When we say the mean is 7, it means if we add all the observations and divide the sum by the number of observations, i.e., 5 in this case, the result is 7.
To find out more, let's assign one missing observation an unknown value, represented by the variable \( x \). We'll set up an equation:

• Known observations are 6, 7, 8, and 10
• Total observations: 5 (including the unknown one, \( x \))

The equation becomes:\[ \frac{6 + 7 + 8 + 10 + x}{5} = 7 \]This step gives us a complete understanding of how an average helps in balancing the given numerical data and is crucial in many statistical analyses.

The missing value problem is often encountered when some data points are unavailable. Solving it is crucial for accurate analysis.
In this case, to find the missing observation \( x \), we start with the equation derived from the mean calculation:\[ \frac{31 + x}{5} = 7 \]Here's how we solve it step-by-step:

• Multiply both sides by 5 to eliminate the fraction:

\[ 31 + x = 35 \]

• Subtract 31 from both sides to isolate \( x \):

\[ x = 4 \]Thus, the missing observation is 4. This technique of deducing unknown values using known information is fundamental in data processing and analysis.

Squared deviations help us understand the spread of data points around the mean, which is essential when computing variance.
In this exercise, you need to calculate each observation's squared deviation from the mean of 7.

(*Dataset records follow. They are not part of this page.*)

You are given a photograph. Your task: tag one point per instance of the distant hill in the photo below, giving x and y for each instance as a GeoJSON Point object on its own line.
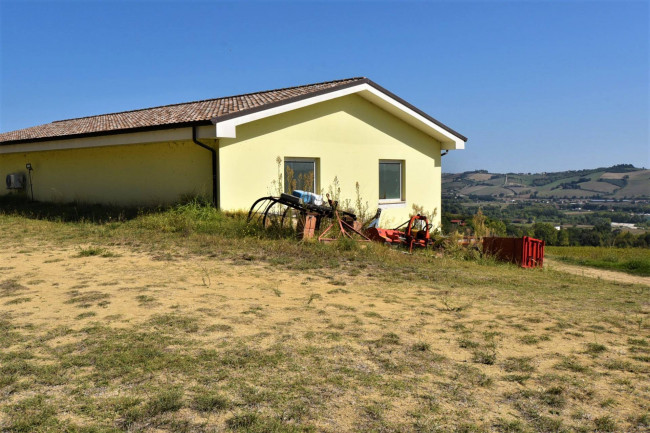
{"type": "Point", "coordinates": [622, 181]}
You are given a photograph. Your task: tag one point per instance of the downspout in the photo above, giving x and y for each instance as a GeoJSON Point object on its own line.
{"type": "Point", "coordinates": [215, 169]}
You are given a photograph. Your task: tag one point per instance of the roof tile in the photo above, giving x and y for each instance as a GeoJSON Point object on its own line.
{"type": "Point", "coordinates": [187, 112]}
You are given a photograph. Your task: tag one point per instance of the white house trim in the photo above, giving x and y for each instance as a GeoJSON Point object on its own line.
{"type": "Point", "coordinates": [161, 136]}
{"type": "Point", "coordinates": [228, 128]}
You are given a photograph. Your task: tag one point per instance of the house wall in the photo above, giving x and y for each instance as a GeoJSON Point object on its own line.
{"type": "Point", "coordinates": [134, 174]}
{"type": "Point", "coordinates": [348, 136]}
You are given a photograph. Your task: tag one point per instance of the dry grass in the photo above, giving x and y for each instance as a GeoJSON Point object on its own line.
{"type": "Point", "coordinates": [193, 331]}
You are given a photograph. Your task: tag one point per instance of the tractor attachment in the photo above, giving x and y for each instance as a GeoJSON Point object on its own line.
{"type": "Point", "coordinates": [416, 234]}
{"type": "Point", "coordinates": [276, 212]}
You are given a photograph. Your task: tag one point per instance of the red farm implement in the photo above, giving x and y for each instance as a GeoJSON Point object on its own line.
{"type": "Point", "coordinates": [415, 235]}
{"type": "Point", "coordinates": [527, 252]}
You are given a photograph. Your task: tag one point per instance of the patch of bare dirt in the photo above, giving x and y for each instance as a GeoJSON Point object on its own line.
{"type": "Point", "coordinates": [619, 277]}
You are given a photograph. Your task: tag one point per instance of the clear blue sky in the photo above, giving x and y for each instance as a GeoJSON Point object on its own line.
{"type": "Point", "coordinates": [536, 86]}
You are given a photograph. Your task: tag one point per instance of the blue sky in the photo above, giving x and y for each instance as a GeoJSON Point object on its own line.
{"type": "Point", "coordinates": [536, 86]}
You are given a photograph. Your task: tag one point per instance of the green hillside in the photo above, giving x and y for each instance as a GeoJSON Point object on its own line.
{"type": "Point", "coordinates": [622, 181]}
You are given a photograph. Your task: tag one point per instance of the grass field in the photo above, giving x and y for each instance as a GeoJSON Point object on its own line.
{"type": "Point", "coordinates": [190, 321]}
{"type": "Point", "coordinates": [631, 260]}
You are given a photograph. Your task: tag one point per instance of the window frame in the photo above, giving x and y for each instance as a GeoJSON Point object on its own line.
{"type": "Point", "coordinates": [314, 161]}
{"type": "Point", "coordinates": [402, 176]}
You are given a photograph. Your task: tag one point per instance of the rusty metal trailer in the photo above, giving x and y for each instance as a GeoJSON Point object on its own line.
{"type": "Point", "coordinates": [527, 252]}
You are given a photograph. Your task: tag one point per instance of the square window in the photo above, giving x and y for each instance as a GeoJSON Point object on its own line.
{"type": "Point", "coordinates": [390, 180]}
{"type": "Point", "coordinates": [299, 174]}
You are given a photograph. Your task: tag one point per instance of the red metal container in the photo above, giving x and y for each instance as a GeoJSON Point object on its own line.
{"type": "Point", "coordinates": [527, 252]}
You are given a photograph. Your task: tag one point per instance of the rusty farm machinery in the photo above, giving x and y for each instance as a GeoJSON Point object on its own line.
{"type": "Point", "coordinates": [305, 212]}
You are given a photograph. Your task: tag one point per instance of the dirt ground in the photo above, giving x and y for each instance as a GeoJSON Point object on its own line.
{"type": "Point", "coordinates": [348, 316]}
{"type": "Point", "coordinates": [604, 274]}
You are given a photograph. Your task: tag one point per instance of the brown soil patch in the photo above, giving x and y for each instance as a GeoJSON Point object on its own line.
{"type": "Point", "coordinates": [603, 274]}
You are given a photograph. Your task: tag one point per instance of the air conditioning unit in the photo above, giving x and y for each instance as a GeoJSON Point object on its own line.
{"type": "Point", "coordinates": [15, 181]}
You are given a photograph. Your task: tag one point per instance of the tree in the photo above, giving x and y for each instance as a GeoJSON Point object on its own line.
{"type": "Point", "coordinates": [563, 238]}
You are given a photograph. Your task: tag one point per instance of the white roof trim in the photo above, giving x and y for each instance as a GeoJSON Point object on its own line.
{"type": "Point", "coordinates": [228, 128]}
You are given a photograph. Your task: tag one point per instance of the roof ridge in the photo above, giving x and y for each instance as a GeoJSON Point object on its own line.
{"type": "Point", "coordinates": [206, 100]}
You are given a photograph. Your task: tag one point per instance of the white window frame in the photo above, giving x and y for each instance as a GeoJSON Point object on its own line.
{"type": "Point", "coordinates": [300, 159]}
{"type": "Point", "coordinates": [393, 202]}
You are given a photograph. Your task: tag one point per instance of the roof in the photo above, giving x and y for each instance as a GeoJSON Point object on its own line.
{"type": "Point", "coordinates": [202, 112]}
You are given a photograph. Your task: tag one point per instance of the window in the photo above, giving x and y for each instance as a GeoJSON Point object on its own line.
{"type": "Point", "coordinates": [299, 174]}
{"type": "Point", "coordinates": [390, 180]}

• List the observations: 6, 7, 8, 10, and 4.
• Calculate deviations: Find the difference between each observation and the mean.

For example:

• \((6-7)^2 = 1\)
• \((7-7)^2 = 0\)
• \((8-7)^2 = 1\)
• \((10-7)^2 = 9\)
• \((4-7)^2 = 9\)

The squared deviations are 1, 0, 1, 9, and 9. The sum of these squared deviations is 20.
Finally, divide the sum by the number of observations to get the variance:\[ \frac{20}{5} = 4 \]Calculating squared deviations is crucial in statistical variance as it shows the dispersion of data around the mean.